Abstract No.: 5005
Citation: J Clin Oncol 26: 2008 (May 20 suppl; abstr 5005)
Author(s):
J. S. De Bono, G. Attard, A. H. Reid, C. Parker, M. Dowsett, R. Mollife, T. A. Yap, A. Molina, G. Lee, D. Dearnaley
Background: AA is an oral irreversible inhibitor of CYP17 (17α-hydroxylase/ C17,20-lyase) and of androgen synthesis under evaluation for the treatment of CRPC pts.
Methods: Since 2005 CRPC pts who have failed androgen deprivation therapy (ADT) have been enrolled into two parallel trials of AA: i) Phase I/II study in chemo-naïve CRPC and ii) Phase II study in CRPC post-docetaxel. Both Phase II trials utilized a two-stage Simon design with Ho of 10% and Ha of 30%, α = 0.05; β = 0.1 and PSA response (>50% decline) by PSAWG criteria as the primary endpoint for response evaluation.

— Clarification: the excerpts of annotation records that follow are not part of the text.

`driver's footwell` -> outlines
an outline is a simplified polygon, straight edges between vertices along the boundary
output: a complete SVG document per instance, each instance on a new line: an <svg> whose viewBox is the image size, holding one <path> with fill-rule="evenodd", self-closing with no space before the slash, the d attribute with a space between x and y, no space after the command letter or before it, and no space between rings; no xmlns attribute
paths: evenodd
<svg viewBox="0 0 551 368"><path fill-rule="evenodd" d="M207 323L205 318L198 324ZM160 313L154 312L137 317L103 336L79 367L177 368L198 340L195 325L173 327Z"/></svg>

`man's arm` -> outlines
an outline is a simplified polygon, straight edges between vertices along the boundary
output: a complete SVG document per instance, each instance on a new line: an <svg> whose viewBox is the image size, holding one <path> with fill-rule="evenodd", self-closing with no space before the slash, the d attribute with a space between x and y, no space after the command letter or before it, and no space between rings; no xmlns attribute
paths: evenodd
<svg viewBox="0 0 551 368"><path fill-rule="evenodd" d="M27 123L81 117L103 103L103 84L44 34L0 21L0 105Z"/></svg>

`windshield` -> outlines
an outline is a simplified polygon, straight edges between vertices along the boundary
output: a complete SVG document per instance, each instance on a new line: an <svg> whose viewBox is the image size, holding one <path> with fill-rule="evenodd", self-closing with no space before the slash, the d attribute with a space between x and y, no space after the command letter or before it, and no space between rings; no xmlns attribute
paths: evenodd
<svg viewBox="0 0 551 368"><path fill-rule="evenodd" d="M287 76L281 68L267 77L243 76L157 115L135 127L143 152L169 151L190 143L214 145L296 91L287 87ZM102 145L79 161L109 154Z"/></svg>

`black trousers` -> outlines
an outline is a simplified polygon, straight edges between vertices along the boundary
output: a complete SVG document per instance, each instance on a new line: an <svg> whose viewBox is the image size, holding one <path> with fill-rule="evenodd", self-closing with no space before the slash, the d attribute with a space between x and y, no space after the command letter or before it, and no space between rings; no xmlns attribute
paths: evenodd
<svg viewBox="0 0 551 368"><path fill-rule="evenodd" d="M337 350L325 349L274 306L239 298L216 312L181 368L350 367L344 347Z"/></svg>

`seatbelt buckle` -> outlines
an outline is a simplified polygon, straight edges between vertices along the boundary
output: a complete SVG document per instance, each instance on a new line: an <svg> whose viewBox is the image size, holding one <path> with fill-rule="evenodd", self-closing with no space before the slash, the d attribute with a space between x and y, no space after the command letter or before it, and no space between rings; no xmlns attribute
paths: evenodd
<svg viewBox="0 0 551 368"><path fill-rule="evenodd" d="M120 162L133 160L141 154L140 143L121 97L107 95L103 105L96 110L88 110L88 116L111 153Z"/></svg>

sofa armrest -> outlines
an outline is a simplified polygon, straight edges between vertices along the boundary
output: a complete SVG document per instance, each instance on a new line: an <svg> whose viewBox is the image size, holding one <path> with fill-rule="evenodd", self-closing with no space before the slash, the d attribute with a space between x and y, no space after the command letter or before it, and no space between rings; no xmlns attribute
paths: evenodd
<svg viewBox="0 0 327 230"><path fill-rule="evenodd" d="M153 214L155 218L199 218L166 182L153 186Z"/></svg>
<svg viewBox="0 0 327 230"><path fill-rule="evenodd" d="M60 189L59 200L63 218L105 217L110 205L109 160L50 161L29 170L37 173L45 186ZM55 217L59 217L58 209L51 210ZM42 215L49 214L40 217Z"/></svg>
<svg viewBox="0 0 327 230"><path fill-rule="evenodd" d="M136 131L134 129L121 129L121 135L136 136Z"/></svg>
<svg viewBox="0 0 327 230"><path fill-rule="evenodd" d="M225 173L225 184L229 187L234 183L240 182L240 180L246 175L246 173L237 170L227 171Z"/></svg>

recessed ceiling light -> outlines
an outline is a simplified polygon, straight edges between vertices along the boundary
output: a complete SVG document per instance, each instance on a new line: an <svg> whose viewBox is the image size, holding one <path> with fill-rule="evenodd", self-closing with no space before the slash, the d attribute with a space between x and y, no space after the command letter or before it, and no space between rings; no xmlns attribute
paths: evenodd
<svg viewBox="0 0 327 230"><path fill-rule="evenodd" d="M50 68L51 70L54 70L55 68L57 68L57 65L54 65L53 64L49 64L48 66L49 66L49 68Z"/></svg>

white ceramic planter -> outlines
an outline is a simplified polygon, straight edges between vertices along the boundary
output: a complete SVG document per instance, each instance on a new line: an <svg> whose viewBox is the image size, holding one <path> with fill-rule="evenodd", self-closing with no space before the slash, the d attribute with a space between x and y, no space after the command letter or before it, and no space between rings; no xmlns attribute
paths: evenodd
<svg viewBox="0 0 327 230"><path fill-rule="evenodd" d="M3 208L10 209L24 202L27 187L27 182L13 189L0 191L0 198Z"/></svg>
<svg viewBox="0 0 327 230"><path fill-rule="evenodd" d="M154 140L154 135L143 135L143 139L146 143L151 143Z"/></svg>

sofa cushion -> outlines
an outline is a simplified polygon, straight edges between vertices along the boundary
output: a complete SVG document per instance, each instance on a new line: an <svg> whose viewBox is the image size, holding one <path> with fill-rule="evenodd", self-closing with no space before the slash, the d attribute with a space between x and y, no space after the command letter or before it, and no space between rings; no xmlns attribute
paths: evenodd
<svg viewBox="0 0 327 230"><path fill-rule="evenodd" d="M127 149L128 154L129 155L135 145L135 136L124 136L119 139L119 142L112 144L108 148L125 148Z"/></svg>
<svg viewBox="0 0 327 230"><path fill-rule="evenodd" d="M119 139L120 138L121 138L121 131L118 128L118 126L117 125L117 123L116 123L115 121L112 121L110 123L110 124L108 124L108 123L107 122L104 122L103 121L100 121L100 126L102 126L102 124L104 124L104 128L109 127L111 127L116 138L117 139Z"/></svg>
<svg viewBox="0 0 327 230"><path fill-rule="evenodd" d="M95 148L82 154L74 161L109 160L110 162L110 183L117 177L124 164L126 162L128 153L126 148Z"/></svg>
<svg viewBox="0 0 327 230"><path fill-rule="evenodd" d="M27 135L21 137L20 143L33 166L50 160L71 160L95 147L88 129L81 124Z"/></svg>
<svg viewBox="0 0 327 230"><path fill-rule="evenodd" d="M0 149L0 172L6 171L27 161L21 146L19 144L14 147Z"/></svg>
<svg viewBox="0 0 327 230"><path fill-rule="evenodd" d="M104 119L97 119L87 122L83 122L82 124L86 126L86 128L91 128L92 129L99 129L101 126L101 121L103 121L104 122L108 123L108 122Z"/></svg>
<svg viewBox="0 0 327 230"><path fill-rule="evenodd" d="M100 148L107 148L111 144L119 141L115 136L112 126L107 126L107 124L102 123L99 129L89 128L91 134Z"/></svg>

Results: 86 pts were treated and 72 are evaluable for response. In the 1st study AA was well tolerated at all dose levels (250-2000 mg) with no DLT; 1000 mg was the selected Phase II dose based on PK-PD evaluation. Both Phase II trials have rejected the null hypothesis with the >50% PSA response exceeding 60% in the chemo-naïve cohort and exceeding 40% in the taxane treated cohort. Chemo-naïve pts (n=44) received a median of 3 prior hormonal treatments, with bone metastases in 70% of pts and measurable disease by RECIST in 21 pts; 12/21 pts had a PR by RECIST. Median time to PSA progression (TTPP) was 252 days. 14 pts on AA received >12 cycles (48 weeks). In post-docetaxel pts (n=28), > 80% had bone metastases and 18/28 were evaulable by RECIST, with 4 achieving PR; 11 pts remain on study >6 months and 5 pts > 12 cycles. Median TTPP is 167 days. Improved symptoms, decreased analgesic requirement and falls in circulating tumor cell counts have been observed. Mechanism-based AEs secondary to mineralocorticoid excess consisting primarily of Grade 1-2 hypertension, hypokalemia and fluid retention were reversible with concomitant eplerenone or low-dose corticosteroids. Using an ultra-sensitive serum testosterone (T) assay, significant T suppression, beyond that achieved by conventional ADT was detected.
Conclusions:
AA is well tolerated and produces encouraging anti-tumor activity in CRPC. These results support emerging data indicating that CRPC frequently remains hormone driven despite progression following ADT and docetaxel-based chemotherapy. Randomized Phase III trials of AA will soon be initiated.